The conservatives have their heyday for now, all the more so since the first primaries take place in "fly over" states, where evangelicals prevail. Once the score is settled, Iowa returns to silent airplane mode.

More important is the cultural war which continues to be waged since the Southern strategy came into live with Reagan & Co.  When Ted Cruz mentioned "New York values" the other day, everyone understood what he meant.  Donald Trump stands for everything but New York values, but was too happy to appropriate the mantle of sophistication and attitude, which are anathema to the Bible class/barbecue crowd. I hope he didn't fool anybody. New York values don't need adoption, be it by Republicans or Democrats. This being said, the cultural divide is a fact. The President is often too distant to be a bridge builder. When he betrays some emotion in matters of gun control, he only widens the gap.

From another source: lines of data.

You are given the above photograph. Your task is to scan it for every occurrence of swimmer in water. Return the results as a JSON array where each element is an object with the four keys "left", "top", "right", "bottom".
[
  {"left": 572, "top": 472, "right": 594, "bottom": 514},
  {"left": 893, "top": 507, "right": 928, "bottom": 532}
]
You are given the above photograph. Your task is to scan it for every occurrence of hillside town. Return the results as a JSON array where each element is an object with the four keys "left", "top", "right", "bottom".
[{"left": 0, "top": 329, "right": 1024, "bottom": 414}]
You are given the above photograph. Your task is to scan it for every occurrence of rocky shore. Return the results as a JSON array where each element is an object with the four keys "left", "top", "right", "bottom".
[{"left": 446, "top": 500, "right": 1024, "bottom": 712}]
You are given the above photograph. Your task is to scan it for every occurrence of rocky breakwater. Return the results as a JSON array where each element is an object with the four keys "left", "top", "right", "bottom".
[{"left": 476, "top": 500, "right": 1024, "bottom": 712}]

Frankly there is nobody standing in the line of presidential suspects who is convincing. Oblivious of any worldview, looking like an Arthur Miller salesman, a demented pastor, a sleeper cell or as over-programmed females (there are two), they hardly ignite passion or sophisticated debate. They are boring.

It is hard to believe in a better tomorrow. America is not in retreat, it is just another rebel without a cause. The main problem now is that the great knack to coalesce has been lost. What is needed is Reagan flair combined with Kennedy vision. Any candidates?